Interpretable regression trees using conformal prediction

Abstract

A key property of conformal predictors is that they are valid, i.e., their error rate on novel data is bounded by a preset level of confidence. For regression, this is achieved by turning the point predictions of the underlying model into prediction intervals. Thus, the most important performance metric for evaluating conformal regressors is not the error rate, but the size of the prediction intervals, where models generating smaller (more informative) intervals are said to be more efficient. State-of-the-art conformal regressors typically utilize two separate predictive models: the underlying model providing the center point of each prediction interval, and a normalization model used to scale each prediction interval according to the estimated level of difficulty for each test instance. When using a regression tree as the underlying model, this approach may cause test instances falling into a specific leaf to receive different prediction intervals. This clearly deteriorates the interpretability of a conformal regression tree compared to a standard regression tree, since the path from the root to a leaf can no longer be translated into a rule explaining all predictions in that leaf. In fact, the model cannot even be interpreted on its own, i.e., without reference to the corresponding normalization model. Current practice effectively presents two options for constructing conformal regression trees: to employ a (global) normalization model, and thereby sacrifice interpretability; or to avoid normalization, and thereby sacrifice both efficiency and individualized predictions.
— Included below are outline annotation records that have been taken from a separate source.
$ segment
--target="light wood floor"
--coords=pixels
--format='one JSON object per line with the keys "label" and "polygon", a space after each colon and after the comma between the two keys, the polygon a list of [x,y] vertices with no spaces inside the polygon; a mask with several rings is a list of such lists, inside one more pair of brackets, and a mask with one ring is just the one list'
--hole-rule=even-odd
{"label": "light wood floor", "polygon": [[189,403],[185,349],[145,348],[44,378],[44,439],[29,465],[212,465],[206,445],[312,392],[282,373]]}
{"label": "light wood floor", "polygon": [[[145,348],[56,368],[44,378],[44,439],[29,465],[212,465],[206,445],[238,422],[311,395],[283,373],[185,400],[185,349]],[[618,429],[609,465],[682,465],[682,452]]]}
In this paper, two additional approaches are considered, both employing local normalization: the first approach estimates the difficulty by the standard deviation of the target values in each leaf, while the second approach employs Mondrian conformal prediction, which results in regression trees where each rule (path from root node to leaf node) is independently valid. An empirical evaluation shows that the first approach is as efficient as current state-of-the-art approaches, thus eliminating the efficiency vs. interpretability trade-off present in existing methods. Moreover, it is shown that if a validity guarantee is required for each single rule, as provided by the Mondrian approach, a penalty with respect to efficiency has to be paid, but it is only substantial at very high confidence levels.